Gold ticks up on Middle East tension, econ worries
By Lewa Pardomuan
SINGAPORE | Thu Mar 10, 2011 10:33pm EST
(Reuters) - Gold ticked up on Friday after reports of police firing on protesters in Saudi Arabia ignited fears of further Middle East unrest, but bullion was on track for its biggest weekly decline since late January, down more than $20 from a lifetime high hit at the start of the week.

Saudi police fired in the air to disperse protesting Shi'ites and three people were injured on the eve of a day of protests called for Friday by activists using the Internet, while protests were planned in other Gulf countries such as Yemen, Kuwait and Bahrain.

The time after Friday prayers has proved to be crucial in popular uprisings in North Africa and the Middle East which have brought down Tunisian and Egyptian rulers who once seemed invulnerable.

Gold added $3.30 to $1,415.89 by 0309 GMT, but a surging U.S. dollar was likely to cap gains. Gold hit a record of $1,444.40 on Monday, when investors poured money into bullion as oil jumped on violence in Libya and after the downgrade of Greece's credit rating reignited worries about euro zone sovereign debt.

"We are waiting for some escalation in the situation within Saudi. If protesters become more aggressive in some way, you might find see more buying but again, it's being pressured on one side by the dollar," said Darren Heathcote, head of trading at Investec Australia in Sydney.

"On the one side, we've got, probably, downward pressure as a result of a stronger dollar and a bit of flight to safety going on. On the other hand, gold's attractiveness as a safe haven would probably increase, given the uncertainties surrounding Middle East and particularly what's going on in Saudi."

U.S. gold futures for April rose $3.9 to $1,416.4 an ounce. The contract hit record at $1,445.70 on Monday.

Spot gold will fall more next week to a range of $1,360 to $1,376 per ounce based on its wave pattern and a Fibonacci retracement analysis, according to Wang Tao, who is a Reuters market analyst for commodities and energy technicals.

China's February inflation data, which offered tentative signs the government is succeeding in tamping price pressures, helped boost gold on Friday. Soaring inflation in China had sparked worries it could cut the country's demand for commodities, including gold.

Further monetary tightening to tamp inflation in China however remains a possibility.

"I think we are still expecting robust demand from China. But I think the Chinese buying is more on a longer-term basis, so I guess the situation in Saudi Arabia is still a major factor supporting gold," said a dealer in Singapore.

"There's quite a lot fluidity regarding the situation there. I think there's a potential for some headline risks."
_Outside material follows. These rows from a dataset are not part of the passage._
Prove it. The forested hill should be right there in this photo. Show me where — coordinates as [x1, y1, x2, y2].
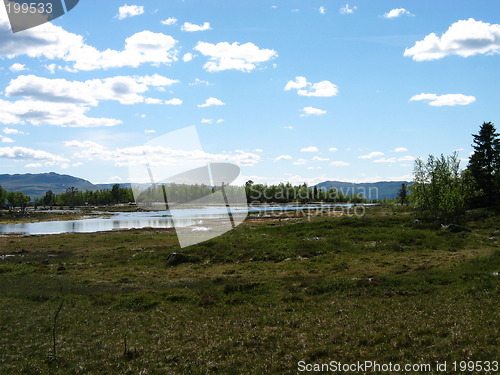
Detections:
[0, 172, 131, 197]
[314, 180, 411, 200]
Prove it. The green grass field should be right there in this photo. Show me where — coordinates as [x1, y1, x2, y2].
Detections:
[0, 206, 498, 374]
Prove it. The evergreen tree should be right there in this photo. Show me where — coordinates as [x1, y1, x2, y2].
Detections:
[398, 183, 408, 205]
[0, 185, 6, 208]
[467, 122, 500, 207]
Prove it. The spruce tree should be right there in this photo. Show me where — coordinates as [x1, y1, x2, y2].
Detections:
[467, 122, 500, 207]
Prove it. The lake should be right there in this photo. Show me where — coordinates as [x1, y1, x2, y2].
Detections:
[0, 204, 365, 235]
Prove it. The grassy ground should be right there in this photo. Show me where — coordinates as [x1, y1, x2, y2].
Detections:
[0, 206, 498, 374]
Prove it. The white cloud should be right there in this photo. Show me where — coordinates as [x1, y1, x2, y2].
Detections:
[0, 17, 178, 71]
[45, 64, 57, 74]
[0, 146, 69, 165]
[393, 147, 408, 152]
[65, 140, 261, 167]
[3, 127, 26, 135]
[301, 146, 319, 152]
[383, 8, 412, 19]
[404, 18, 500, 61]
[328, 147, 338, 152]
[284, 126, 294, 129]
[255, 149, 263, 153]
[144, 129, 156, 134]
[198, 97, 225, 107]
[285, 76, 338, 97]
[164, 98, 183, 105]
[1, 137, 14, 143]
[409, 93, 476, 106]
[312, 156, 329, 161]
[183, 53, 195, 62]
[190, 78, 211, 86]
[25, 163, 42, 168]
[373, 155, 415, 163]
[275, 154, 292, 161]
[116, 5, 145, 20]
[9, 63, 26, 72]
[319, 6, 326, 15]
[6, 74, 178, 106]
[284, 76, 307, 91]
[292, 158, 307, 165]
[300, 107, 327, 116]
[194, 41, 278, 72]
[161, 17, 177, 26]
[181, 22, 211, 32]
[216, 119, 224, 124]
[330, 161, 350, 166]
[359, 151, 384, 159]
[339, 4, 356, 15]
[0, 99, 121, 128]
[201, 118, 213, 124]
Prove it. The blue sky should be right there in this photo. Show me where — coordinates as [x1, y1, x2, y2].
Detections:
[0, 0, 499, 185]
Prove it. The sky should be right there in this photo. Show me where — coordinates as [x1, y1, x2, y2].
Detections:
[0, 0, 499, 186]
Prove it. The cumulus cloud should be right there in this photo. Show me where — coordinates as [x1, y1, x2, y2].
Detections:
[164, 98, 183, 105]
[404, 18, 500, 61]
[0, 16, 178, 71]
[161, 17, 177, 25]
[409, 93, 476, 106]
[301, 146, 319, 152]
[1, 137, 14, 143]
[275, 154, 292, 161]
[181, 22, 211, 32]
[285, 76, 338, 97]
[393, 147, 408, 152]
[6, 74, 179, 107]
[383, 8, 412, 19]
[328, 147, 338, 152]
[65, 140, 261, 167]
[116, 5, 145, 20]
[339, 4, 356, 15]
[300, 107, 327, 116]
[0, 146, 69, 165]
[330, 161, 350, 166]
[292, 158, 307, 165]
[0, 99, 121, 128]
[312, 156, 329, 161]
[319, 6, 326, 15]
[3, 127, 26, 135]
[198, 97, 225, 107]
[9, 63, 26, 72]
[359, 151, 384, 159]
[183, 53, 195, 62]
[373, 155, 415, 163]
[194, 41, 277, 72]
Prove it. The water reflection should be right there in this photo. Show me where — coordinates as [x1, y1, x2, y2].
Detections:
[0, 204, 366, 235]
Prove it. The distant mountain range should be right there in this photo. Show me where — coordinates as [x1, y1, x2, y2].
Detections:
[314, 180, 410, 200]
[0, 173, 410, 200]
[0, 172, 131, 197]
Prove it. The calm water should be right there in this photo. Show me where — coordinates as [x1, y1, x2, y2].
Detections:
[0, 204, 361, 235]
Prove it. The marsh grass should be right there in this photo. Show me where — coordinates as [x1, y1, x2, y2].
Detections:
[0, 206, 498, 374]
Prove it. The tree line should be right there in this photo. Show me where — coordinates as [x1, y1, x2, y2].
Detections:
[404, 121, 499, 222]
[0, 184, 134, 211]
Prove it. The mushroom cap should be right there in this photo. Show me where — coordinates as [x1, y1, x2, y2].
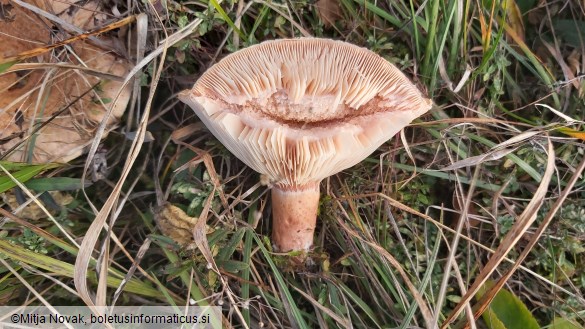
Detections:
[179, 38, 432, 189]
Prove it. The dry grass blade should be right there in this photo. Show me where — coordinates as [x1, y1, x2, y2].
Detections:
[0, 207, 75, 253]
[541, 40, 580, 90]
[111, 238, 152, 306]
[0, 258, 75, 329]
[441, 138, 556, 328]
[73, 0, 219, 308]
[73, 19, 166, 314]
[170, 123, 205, 142]
[440, 147, 518, 171]
[334, 214, 435, 328]
[438, 55, 455, 91]
[126, 13, 148, 128]
[398, 129, 420, 189]
[434, 166, 480, 326]
[291, 285, 351, 328]
[490, 131, 541, 149]
[73, 109, 150, 309]
[453, 141, 585, 329]
[418, 117, 535, 127]
[184, 159, 246, 328]
[536, 103, 580, 123]
[191, 190, 216, 266]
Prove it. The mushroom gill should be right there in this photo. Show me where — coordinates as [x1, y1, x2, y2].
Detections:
[179, 38, 432, 253]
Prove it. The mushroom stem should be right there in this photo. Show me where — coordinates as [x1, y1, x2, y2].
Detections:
[271, 183, 321, 252]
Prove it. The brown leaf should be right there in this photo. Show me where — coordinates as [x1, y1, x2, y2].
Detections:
[567, 49, 581, 76]
[0, 0, 133, 163]
[154, 203, 199, 246]
[315, 0, 341, 27]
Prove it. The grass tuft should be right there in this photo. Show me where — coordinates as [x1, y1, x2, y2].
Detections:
[1, 0, 584, 328]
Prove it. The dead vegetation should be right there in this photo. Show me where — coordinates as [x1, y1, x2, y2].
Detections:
[0, 0, 584, 328]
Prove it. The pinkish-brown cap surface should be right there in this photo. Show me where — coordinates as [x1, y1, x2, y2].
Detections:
[179, 38, 431, 252]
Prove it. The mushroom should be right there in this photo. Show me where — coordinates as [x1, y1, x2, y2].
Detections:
[179, 38, 432, 252]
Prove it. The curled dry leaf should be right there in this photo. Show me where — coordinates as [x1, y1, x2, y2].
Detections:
[154, 203, 199, 246]
[154, 203, 217, 249]
[0, 0, 131, 163]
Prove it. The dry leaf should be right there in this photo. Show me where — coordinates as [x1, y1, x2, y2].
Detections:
[154, 203, 199, 246]
[567, 49, 581, 76]
[315, 0, 341, 27]
[0, 0, 131, 163]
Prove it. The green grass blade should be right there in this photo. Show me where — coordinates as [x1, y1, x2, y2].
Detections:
[24, 177, 91, 191]
[208, 0, 247, 42]
[0, 163, 61, 193]
[0, 239, 160, 298]
[422, 0, 441, 81]
[0, 60, 17, 73]
[363, 158, 518, 192]
[333, 278, 383, 326]
[241, 200, 258, 326]
[252, 234, 310, 328]
[217, 227, 246, 261]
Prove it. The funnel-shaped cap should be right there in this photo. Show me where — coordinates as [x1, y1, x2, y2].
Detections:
[179, 38, 431, 190]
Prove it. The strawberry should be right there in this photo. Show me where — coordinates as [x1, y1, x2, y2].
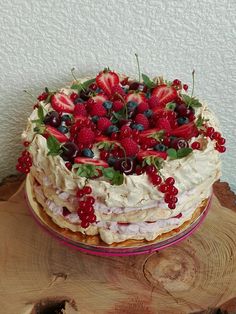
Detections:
[151, 85, 177, 107]
[113, 100, 124, 112]
[74, 157, 109, 168]
[134, 114, 149, 130]
[125, 92, 146, 105]
[120, 138, 139, 157]
[97, 117, 112, 132]
[137, 150, 167, 161]
[170, 122, 199, 140]
[137, 101, 149, 113]
[45, 125, 68, 143]
[51, 93, 75, 113]
[94, 135, 111, 142]
[73, 103, 87, 116]
[148, 96, 159, 109]
[140, 128, 160, 138]
[77, 127, 95, 145]
[96, 70, 120, 96]
[91, 93, 108, 106]
[89, 103, 107, 117]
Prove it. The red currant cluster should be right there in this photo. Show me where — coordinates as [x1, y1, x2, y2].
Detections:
[16, 150, 32, 174]
[205, 126, 226, 153]
[146, 166, 179, 209]
[191, 141, 201, 150]
[76, 186, 96, 228]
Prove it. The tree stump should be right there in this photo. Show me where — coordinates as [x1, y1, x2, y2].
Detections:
[0, 178, 236, 314]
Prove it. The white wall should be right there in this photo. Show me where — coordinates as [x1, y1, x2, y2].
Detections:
[0, 0, 235, 191]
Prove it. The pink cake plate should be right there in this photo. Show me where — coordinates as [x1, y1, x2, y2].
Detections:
[25, 175, 212, 256]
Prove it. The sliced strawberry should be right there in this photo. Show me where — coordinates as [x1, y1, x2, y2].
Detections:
[137, 150, 167, 161]
[125, 92, 146, 105]
[95, 135, 111, 142]
[140, 128, 160, 138]
[151, 85, 177, 107]
[74, 157, 109, 168]
[51, 93, 75, 113]
[170, 122, 199, 140]
[45, 125, 68, 143]
[96, 70, 120, 96]
[91, 93, 108, 106]
[155, 118, 172, 131]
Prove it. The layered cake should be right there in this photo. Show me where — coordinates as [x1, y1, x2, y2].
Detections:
[17, 68, 226, 244]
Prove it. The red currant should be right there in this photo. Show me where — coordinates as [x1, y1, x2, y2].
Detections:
[212, 131, 221, 141]
[83, 186, 92, 195]
[191, 142, 201, 150]
[65, 162, 72, 170]
[79, 201, 87, 209]
[89, 83, 97, 91]
[164, 193, 174, 203]
[77, 208, 86, 216]
[77, 189, 84, 198]
[81, 221, 90, 228]
[151, 175, 162, 186]
[146, 165, 156, 175]
[183, 84, 188, 91]
[100, 150, 109, 160]
[168, 186, 178, 195]
[86, 196, 95, 205]
[135, 167, 144, 175]
[159, 184, 168, 193]
[206, 127, 214, 137]
[172, 197, 178, 203]
[89, 214, 97, 223]
[165, 177, 175, 186]
[168, 202, 176, 209]
[70, 92, 78, 102]
[173, 79, 181, 85]
[217, 137, 226, 145]
[23, 141, 30, 147]
[216, 145, 226, 153]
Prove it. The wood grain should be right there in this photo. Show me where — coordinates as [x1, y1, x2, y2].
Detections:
[0, 178, 236, 314]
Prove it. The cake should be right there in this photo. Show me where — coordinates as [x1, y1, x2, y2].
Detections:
[17, 68, 226, 245]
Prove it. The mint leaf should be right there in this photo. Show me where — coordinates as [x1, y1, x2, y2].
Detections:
[182, 94, 202, 108]
[176, 148, 193, 158]
[102, 167, 124, 185]
[74, 164, 101, 178]
[96, 141, 115, 151]
[142, 156, 164, 170]
[71, 78, 96, 91]
[167, 148, 178, 160]
[195, 115, 209, 129]
[142, 73, 156, 89]
[166, 102, 176, 110]
[47, 135, 62, 156]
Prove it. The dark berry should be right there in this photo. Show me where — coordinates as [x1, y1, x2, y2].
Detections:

Silver was steady at $35.31 an ounce, having rallied to a 31-year peak above $36 on Monday to track rally in gold and also due to a growing interest in the metal as an alternative investment. Holdings on iShares Silver Trust were unchanged at a record high at 10,974.06 tonnes.

"We have raised our silver price profile significantly, by 16 percent to$35.50 an ounce in 2011 and 18 percent to $36.25 an ounce in 2012," said BNP Paribas in a report. "We expect investment demand to remain strong throughout the year and the gold/silver ratio to stay in the low 40s."

The euro stayed on the backfoot early in Asia on Friday after having suffered its biggest one-day fall against the dollar in a month, and further losses may loom if a euro zone summit fails to soothe market nerves on sovereign debt.

In the energy market, oil was steady near $103 on Friday after its biggest one-day loss in a month, with investors watching for developments in Saudi Arabia after police clashed with protesters ahead of a planned "Day of Rage" against the monarchy.